For each model, we use the laplace function (in the LearnBayes package) to compute the marginal likelihood. The inputs to laplace are the function regpost.mod defining our model, an intelligent guess at the model (given by a least-squares fit), and the list S that contains y, X, and c.

gof=rep(0,16)

for (j in 1:16)

{

S$X=X[,GAM[j,]]

theta=c(lm(S$y~0+S$X)$coef,0)

gof[j]=laplace(regpost.mod,theta,S)$int

}

We display each model and the associated marginal likelihood values (on the log scale).

data.frame(GAM,gof)

X1 X2 X3 X4 X5 gof

1 TRUE TRUE TRUE TRUE TRUE -104.1850

2 TRUE TRUE TRUE TRUE FALSE -115.4042

3 TRUE TRUE TRUE FALSE TRUE -102.3523

4 TRUE TRUE TRUE FALSE FALSE -136.3972

5 TRUE TRUE FALSE TRUE TRUE -105.0931

6 TRUE TRUE FALSE TRUE FALSE -113.1782

7 TRUE TRUE FALSE FALSE TRUE -105.5690

8 TRUE TRUE FALSE FALSE FALSE -134.0486

9 TRUE FALSE TRUE TRUE TRUE -101.8833

10 TRUE FALSE TRUE TRUE FALSE -114.9573

11 TRUE FALSE TRUE FALSE TRUE -100.3735

12 TRUE FALSE TRUE FALSE FALSE -134.5129

13 TRUE FALSE FALSE TRUE TRUE -102.8117

14 TRUE FALSE FALSE TRUE FALSE -112.6721

15 TRUE FALSE FALSE FALSE TRUE -103.2963

16 TRUE FALSE FALSE FALSE FALSE -132.1824

I highlight the model (inclusion of covariates X3 and X5) that has the largest value of the log marginal likelihood. This tells us that the best model for understanding nesting behavior is the one that includes mean soil depth (X3) and the distance from cliff edge (X5) . One can also compare different models by the use of Bayes factors.

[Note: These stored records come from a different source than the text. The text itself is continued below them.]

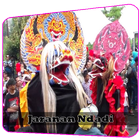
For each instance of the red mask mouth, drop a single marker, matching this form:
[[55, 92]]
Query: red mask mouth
[[58, 73], [60, 69]]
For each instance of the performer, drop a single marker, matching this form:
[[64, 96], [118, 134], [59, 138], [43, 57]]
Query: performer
[[110, 53], [52, 47]]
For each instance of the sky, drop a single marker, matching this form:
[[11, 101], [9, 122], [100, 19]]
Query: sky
[[93, 21]]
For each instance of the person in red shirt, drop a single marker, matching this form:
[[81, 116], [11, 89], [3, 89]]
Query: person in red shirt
[[18, 66]]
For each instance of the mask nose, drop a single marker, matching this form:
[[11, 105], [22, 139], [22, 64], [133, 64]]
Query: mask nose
[[67, 55]]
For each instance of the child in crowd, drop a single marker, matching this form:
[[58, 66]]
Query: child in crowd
[[87, 128], [86, 86]]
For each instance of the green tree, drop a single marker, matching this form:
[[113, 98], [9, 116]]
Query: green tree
[[114, 13], [4, 29], [12, 43]]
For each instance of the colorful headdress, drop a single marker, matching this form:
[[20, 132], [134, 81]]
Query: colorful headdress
[[45, 28], [112, 41]]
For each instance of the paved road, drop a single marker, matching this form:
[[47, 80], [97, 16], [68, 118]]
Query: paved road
[[132, 124]]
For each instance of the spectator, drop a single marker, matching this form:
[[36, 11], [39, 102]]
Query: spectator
[[13, 65], [19, 83], [86, 86], [129, 87], [18, 67], [85, 127], [8, 65], [11, 104], [126, 106], [22, 70], [5, 80], [134, 82], [25, 129], [89, 65], [134, 55]]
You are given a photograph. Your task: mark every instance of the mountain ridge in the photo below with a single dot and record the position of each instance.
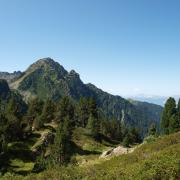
(48, 79)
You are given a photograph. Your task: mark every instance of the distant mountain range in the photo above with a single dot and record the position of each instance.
(48, 79)
(160, 100)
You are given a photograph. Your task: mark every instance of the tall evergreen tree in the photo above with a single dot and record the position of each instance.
(61, 147)
(65, 109)
(152, 130)
(48, 111)
(83, 111)
(173, 124)
(168, 112)
(178, 115)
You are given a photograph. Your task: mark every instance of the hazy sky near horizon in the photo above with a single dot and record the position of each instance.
(125, 47)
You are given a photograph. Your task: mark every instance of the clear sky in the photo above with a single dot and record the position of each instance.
(125, 47)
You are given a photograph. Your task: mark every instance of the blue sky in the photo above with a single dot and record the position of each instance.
(126, 47)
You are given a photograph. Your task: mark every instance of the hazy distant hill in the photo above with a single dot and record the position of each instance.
(48, 79)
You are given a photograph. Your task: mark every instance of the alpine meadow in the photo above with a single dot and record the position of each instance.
(89, 90)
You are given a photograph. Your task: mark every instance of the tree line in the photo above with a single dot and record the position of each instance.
(170, 121)
(16, 124)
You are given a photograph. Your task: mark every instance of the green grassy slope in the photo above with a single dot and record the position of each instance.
(155, 160)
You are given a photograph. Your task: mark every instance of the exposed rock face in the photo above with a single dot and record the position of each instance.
(47, 79)
(9, 77)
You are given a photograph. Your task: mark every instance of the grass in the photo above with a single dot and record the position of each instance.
(155, 160)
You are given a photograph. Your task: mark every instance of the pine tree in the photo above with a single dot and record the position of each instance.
(48, 111)
(66, 109)
(173, 124)
(134, 136)
(83, 111)
(34, 111)
(152, 130)
(92, 106)
(61, 147)
(126, 140)
(13, 115)
(94, 126)
(178, 115)
(168, 112)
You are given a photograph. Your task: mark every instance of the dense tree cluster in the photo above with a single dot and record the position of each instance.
(170, 121)
(68, 114)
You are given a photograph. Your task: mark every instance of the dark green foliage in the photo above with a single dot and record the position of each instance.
(134, 135)
(178, 115)
(4, 89)
(61, 147)
(127, 140)
(48, 111)
(47, 79)
(83, 111)
(170, 117)
(94, 126)
(152, 130)
(34, 113)
(173, 124)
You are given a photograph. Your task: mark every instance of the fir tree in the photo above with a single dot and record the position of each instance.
(83, 111)
(152, 130)
(168, 112)
(61, 147)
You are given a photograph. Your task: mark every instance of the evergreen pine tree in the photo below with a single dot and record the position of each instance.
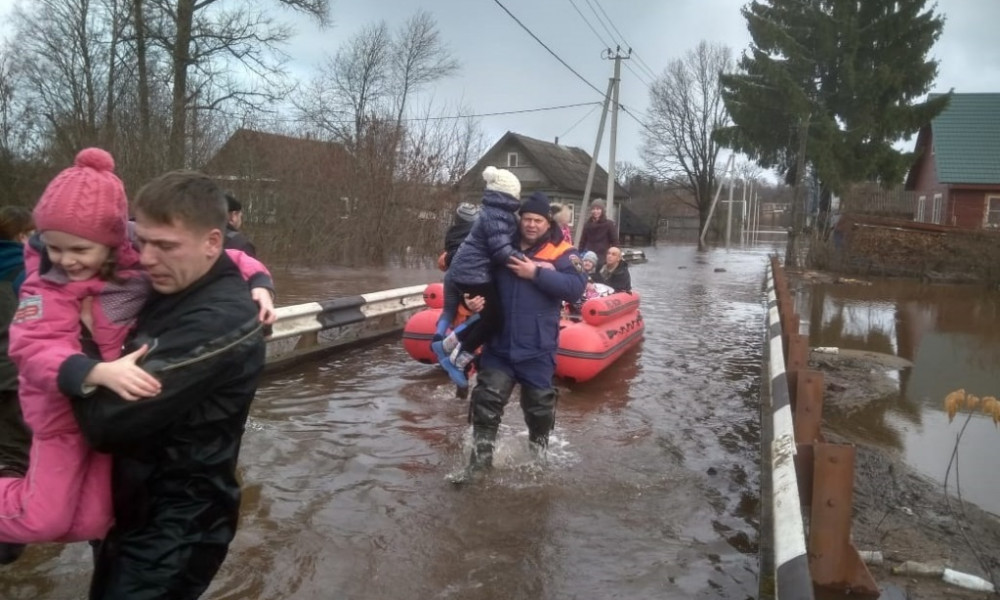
(844, 73)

****************************************************************************

For students who have to do their own model selection, I’ve written a simple function

bayes.model.selection.R

that will give these log marginal likelihood values for all regression models. You have to download this function from bayes.bgsu.edu/m648 and have LearnBayes 1.11 installed on your machine.

Here’s an example of using this function. I first load in the puffin dataset and define the response vector y, the covariate matrix X, and the prior parameter c.

puffin=read.table(“puffin.txt”,header=T)

X=cbind(1,puffin$x1,puffin$x2,puffin$x3,puffin$x4)

y=puffin$y

c=100

Then I just run the function bayes.model.selection with y, X, and c as inputs.

bayes.model.selection(y,X,c)

The output will be the data frame shown above.